If you are going to be ambitious and play Ireland’s top courses then you are most likely going to be covering the whole island! This is doable by car / driver if you have plenty of time, but I do recommend a coach and a driver, allowing plenty of rest time and, having a local at the helm, means that they can negotiate the narrow winding roads that are still prevalent in many parts of rural Ireland!
It is also easy to break the island into regions and play many great courses in each of these. If there are a group of you a coach and a driver is the easiest and least hassle, well worth it to enhance your trip no matter how long or short.
Renting a car can limit your space, which is also something to think about when packing and ensure that you choose the right vehicle for your group size. It is advisable to request an automatic as you will be dealing with the roads so if not used to a stick shift then this is one less thing to worry about!! Don’t time the trip by mileage – many of the roads in Ireland are still single lane and therefore it will take more time to reach your destination.
There is also the option of Helicopter which cuts out any time and traffic issues!
4. Driving Ranges & Half Way Houses
Whilst most courses have ranges they are not just all as conveniently located so if you really want to hit some practice balls factor this in to your arrival times. The terrain of a links course is somewhat different and at times the tight lies are akin to that of hitting off tarmac….if you are taking your game seriously then some time at the range is advised!
Many of the top courses that have them, will man the 9th Huts or Halfway Houses during the peak season but always good to check in the Professional Shop and add any sustenance required to your bag just in case!
5. Golf Carts
Most of the golf clubs are walking courses and whilst, if they have one or two carts, they may allow usage with a medical certificate but most will not have any at all. Should this be a per-requisite then it is worth checking before you book as this may influence on which courses you play. Alternatively take caddies and book them in advance. It is also a smart move to bring a lightweight carry bag in place of your normal bag. Your caddy, or indeed you will be thankful of this!
Many players that I met told me they had started walking on their home courses a few months prior to the trip.

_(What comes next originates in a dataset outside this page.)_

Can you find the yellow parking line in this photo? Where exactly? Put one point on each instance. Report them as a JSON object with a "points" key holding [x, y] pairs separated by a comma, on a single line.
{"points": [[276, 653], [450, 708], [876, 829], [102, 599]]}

6. Preparation for the Weather
Unless you are extremely lucky, the odds are that you will encounter some strong winds and heavy rain for some of your golf, thus packing smart is also well advised. It’s true, you can experience all four seasons in one day here. GOOD waterproofs are mandatory and even though you may be coming in the summer this does not guarantee warm temperatures so bring layers and wet gloves as after it rains you get very cold! Umbrellas for the most part are a hindrance, best to leave them at home. Make sure that your shoes are waterproof and of you have the option it is advisable to bring two ensuring that you are wearing
dry ones at all times. A bucket rain hat is a MUST and if you can get your hands on one with a string you will be one smug golfer!
7. Don’t forget……
Proof of your handicap
Plenty of golf balls…the rough is tough!
Ireland is the Euro and N. Ireland is the Great British Pound.
Enjoy the golf no matter how you play a little wind can completely transform the difficulty of the course!
To mingle with the locals!! The hospitality of the Irish is second to none, immerse yourself in the company of them in the places that you stay and this will enhance your trip and ensure that you have plenty of stories to tell from your adventure.